AI Won’t Kill Juniors. It Will Expose Seniors.
Everyone fears for the juniors. But the engineers who stopped growing at the wrong layer have more to lose.
The tech industry has a new consensus: AI will kill junior engineering jobs. Look at any discussion thread, and you’ll find the same narrative. Juniors are doomed. They’ll never learn to code properly. The entry-level pipeline is broken.
I’m not so sure. When I look at junior engineers today, I see people who are used to learning. They came up through boot camps, YouTube tutorials,and constantly shifting frameworks. Adapting is what they do. They might struggle for a year or two, but they’ll figure it out.
The engineers I’m worried about are the senior ones.
Sure, not all of them. But the ones who plateaued at “code craftsman” and never moved up.
I’ve seen it play out already. A standup where someone proudly reports they spent the day fixing a batch of bugs and shipping a couple of pull requests. The rest of the team glances at each other. They’re thinking: *that’s ten minutes of Claude Code. Why did you spend eight hours in your IDE?*
This isn’t new. We’ve seen it before. When bash gave way to Perl. When Java replaced C for most applications. Every paradigm shift leaves some people behind. Maybe 10%, maybe 20%, clinging to the old way because it’s what they know.
But AI is different. The shift is faster. The impact is more massive. And the reach is exponential.
Here’s the pattern I see. When I started programming, you’d learn assembly. Then you’d switch to C because life is short. Then Python, because life is really short. Each jump felt like cheating to the previous generation, and each one freed you to think at a higher level.
AI is the next rung on that ladder. I hope schools are teaching this now: learn to write code by hand first (you need to understand what you’re abstracting), then switch to AI-assisted development. Just like you learned assembly to understand memory, then moved on. Though knowing how slow institutions adapt, I’m not holding my breath.
The engineers who get this are thriving. Staff engineers, principal engineers, people whose job was already 70% architecture, cross-team coordination, and system design. They only coded 30% of the time anyway. Now they use AI to multiply that 30% and have even more impact. For them, AI is a force multiplier on an already leveraged role.
But there’s another group. Senior engineers, five to ten years in, who still think their job is writing code 90% of the time. They never thought deeply about data models. Never cared much about architecture. Never moved toward the work that would make them staff or principal.

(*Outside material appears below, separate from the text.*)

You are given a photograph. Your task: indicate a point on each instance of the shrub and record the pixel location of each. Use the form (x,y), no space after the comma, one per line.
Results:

Their entire value was “writing proper, clean code that runs well and passes the linter.”
That value just evaporated.
And here’s what makes it worse: working with AI is fundamentally communication work. The engineers who thrive are the ones who already know how to share context, explain problems to colleagues, and filter signal from noise across teams.
I’ve watched engineers struggle with AI because they won’t invest in communication. They type “fix this bug” without the stack trace, without the constraints, without explaining how production differs from their local setup. They keep the context in their head because explaining feels costly. The result is garbage, and they blame the tool.
What they don’t see: AI compounds. The more context you feed it about your project, the better it gets. But that requires upfront investment in articulation. If you spent your career avoiding that investment with humans, you’ll prevent it with AI too.
I don’t have a clean solution. The engineers who won’t adapt will stagnate. They might find work in industries that are slow to change. But it won’t be a great career. It never is when you’re holding onto the last paradigm.
The engineers at risk aren’t the ones who don’t know enough yet. They’re the ones who stopped growing at the wrong layer. Juniors will climb. The question is whether the seniors stuck in the middle will climb with them.